On imagine l’agacement de ceux qui interrogent en vain le Baptiste. Et nous, comment réagissons-nous ? N’est-ce pas des réponses simples, simplistes que nous cherchons, savoir à quoi nous en tenir pour pouvoir passer à autre chose, y compris avec Jésus. Mais le disciple pourrait-il passer à autre chose, à ses affaires, son business ? Répondre de notre relation à Jésus signifie entrer dans un nouveau monde. Il ne s’agit pas d’enregistrer une information administrative sur Jésus ou sur nous dans notre relation à lui. Il s’agit de se détourner de notre monde, le vieux monde, nos affaires. « Le temps se fait court. Que désormais ceux qui ont femme vivent comme s’ils n'en avaient pas ; ceux qui pleurent, comme s’ils ne pleuraient pas ; ceux qui sont dans la joie, comme s’ils n'étaient pas dans la joie ; ceux qui achètent, comme s’ils ne possédaient pas ; ceux qui usent de ce monde, comme s’ils n’en usaient pas vraiment. Car elle passe, la figure de ce monde. » (1 Co 7) Impossible de connaître Jésus de l’extérieur, sans nous mettre en route, sans chercher.

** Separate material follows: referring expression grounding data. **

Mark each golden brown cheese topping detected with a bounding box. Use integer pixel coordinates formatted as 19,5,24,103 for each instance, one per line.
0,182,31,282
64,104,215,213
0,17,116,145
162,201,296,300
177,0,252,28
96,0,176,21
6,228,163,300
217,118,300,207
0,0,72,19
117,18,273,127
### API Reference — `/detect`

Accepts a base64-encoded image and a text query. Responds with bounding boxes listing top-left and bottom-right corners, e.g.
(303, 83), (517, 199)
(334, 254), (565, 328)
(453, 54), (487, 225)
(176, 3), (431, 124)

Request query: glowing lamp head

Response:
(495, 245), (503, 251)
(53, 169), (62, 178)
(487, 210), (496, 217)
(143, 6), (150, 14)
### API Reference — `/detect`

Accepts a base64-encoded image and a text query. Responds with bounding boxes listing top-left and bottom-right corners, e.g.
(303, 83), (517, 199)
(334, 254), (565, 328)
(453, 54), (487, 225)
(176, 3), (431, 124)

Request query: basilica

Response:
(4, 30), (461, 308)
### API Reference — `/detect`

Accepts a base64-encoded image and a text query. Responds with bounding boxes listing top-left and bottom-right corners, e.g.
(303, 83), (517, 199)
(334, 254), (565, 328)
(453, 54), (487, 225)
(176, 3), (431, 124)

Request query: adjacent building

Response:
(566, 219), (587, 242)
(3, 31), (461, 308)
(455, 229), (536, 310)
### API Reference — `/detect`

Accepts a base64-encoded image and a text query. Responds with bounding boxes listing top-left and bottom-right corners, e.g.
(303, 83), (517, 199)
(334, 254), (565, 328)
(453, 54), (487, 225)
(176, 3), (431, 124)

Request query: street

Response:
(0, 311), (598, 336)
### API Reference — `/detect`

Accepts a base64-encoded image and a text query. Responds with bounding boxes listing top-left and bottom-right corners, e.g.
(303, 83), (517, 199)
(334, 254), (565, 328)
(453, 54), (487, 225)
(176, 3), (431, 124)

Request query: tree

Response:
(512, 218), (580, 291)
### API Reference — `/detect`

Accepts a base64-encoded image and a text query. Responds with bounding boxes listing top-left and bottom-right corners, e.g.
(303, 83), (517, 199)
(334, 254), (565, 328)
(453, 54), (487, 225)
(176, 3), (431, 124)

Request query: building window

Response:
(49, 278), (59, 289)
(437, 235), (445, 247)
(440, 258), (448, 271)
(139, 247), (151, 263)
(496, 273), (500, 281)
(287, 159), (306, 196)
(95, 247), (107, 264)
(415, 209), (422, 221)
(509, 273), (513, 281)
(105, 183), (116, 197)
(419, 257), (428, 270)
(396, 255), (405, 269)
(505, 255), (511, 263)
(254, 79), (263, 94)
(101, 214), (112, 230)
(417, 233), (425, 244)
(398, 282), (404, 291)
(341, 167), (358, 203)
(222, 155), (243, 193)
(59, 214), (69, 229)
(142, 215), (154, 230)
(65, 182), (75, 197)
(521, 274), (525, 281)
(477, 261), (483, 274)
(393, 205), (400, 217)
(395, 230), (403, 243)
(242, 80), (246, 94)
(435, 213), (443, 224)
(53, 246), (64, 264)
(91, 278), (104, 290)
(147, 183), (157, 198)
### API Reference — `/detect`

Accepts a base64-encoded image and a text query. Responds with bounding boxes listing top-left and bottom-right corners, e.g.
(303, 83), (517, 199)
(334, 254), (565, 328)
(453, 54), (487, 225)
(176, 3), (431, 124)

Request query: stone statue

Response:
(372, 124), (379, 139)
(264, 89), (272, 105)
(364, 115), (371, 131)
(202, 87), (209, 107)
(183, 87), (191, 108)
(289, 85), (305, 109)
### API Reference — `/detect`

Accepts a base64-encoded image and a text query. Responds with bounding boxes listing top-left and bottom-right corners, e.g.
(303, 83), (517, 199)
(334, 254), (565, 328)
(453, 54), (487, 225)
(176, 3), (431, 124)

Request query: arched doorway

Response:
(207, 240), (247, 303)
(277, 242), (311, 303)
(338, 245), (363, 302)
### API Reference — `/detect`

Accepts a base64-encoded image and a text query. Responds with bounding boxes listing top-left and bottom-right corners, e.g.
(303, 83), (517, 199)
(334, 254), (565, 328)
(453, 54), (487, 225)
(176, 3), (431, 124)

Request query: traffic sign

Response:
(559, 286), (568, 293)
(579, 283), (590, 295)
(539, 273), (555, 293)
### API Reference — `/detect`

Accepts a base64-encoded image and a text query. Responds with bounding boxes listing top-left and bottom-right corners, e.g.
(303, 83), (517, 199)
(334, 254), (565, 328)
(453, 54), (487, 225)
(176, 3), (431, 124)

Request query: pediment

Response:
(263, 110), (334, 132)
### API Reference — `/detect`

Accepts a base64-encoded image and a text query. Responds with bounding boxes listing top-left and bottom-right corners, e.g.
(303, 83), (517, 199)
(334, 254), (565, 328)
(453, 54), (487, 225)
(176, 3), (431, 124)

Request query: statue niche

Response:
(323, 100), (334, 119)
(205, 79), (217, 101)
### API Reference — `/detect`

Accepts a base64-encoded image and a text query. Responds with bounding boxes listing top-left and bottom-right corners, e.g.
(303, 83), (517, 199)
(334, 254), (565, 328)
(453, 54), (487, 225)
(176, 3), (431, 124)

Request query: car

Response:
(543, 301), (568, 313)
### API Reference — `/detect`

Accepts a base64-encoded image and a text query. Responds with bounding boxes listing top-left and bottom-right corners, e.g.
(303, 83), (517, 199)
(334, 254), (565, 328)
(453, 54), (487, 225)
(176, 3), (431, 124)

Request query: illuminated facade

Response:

Vivre en disciple, prévient le Baptiste dès le début de l’évangile, c’est changer de monde. On ne baptisera plus dans l’eau mais dans l’Esprit. Voilà une réponse. Mais si énigmatique que cela relance la question. Qu’est-ce que baptiser dans l’Esprit ? Au tout début de l’évangile, on ne sait pas encore ce que cela signifie. On sait seulement qu’il faut changer de vie pour entendre, pour entrer dans les temps derniers où nous sommes, pour entrer dans la révélation, apocalypse. Le dialogue initial de l’évangile entre Jésus et les premiers à le suivre le confirme : « - Que cherchez-vous ? - Maître, où demeures-tu ? - Venez, et vous verrez. »
Etre disciples sans changer de monde, c’est une fumisterie, c’est un mensonge. On ne peut rien connaître de Jésus sinon à changer de vie. Voilà pourquoi, alors que nous tardons à nous convertir, « au milieu de nous se tient celui que nous ne connaissons pas ». Il habite avec les hommes, le vieux monde doit mourir.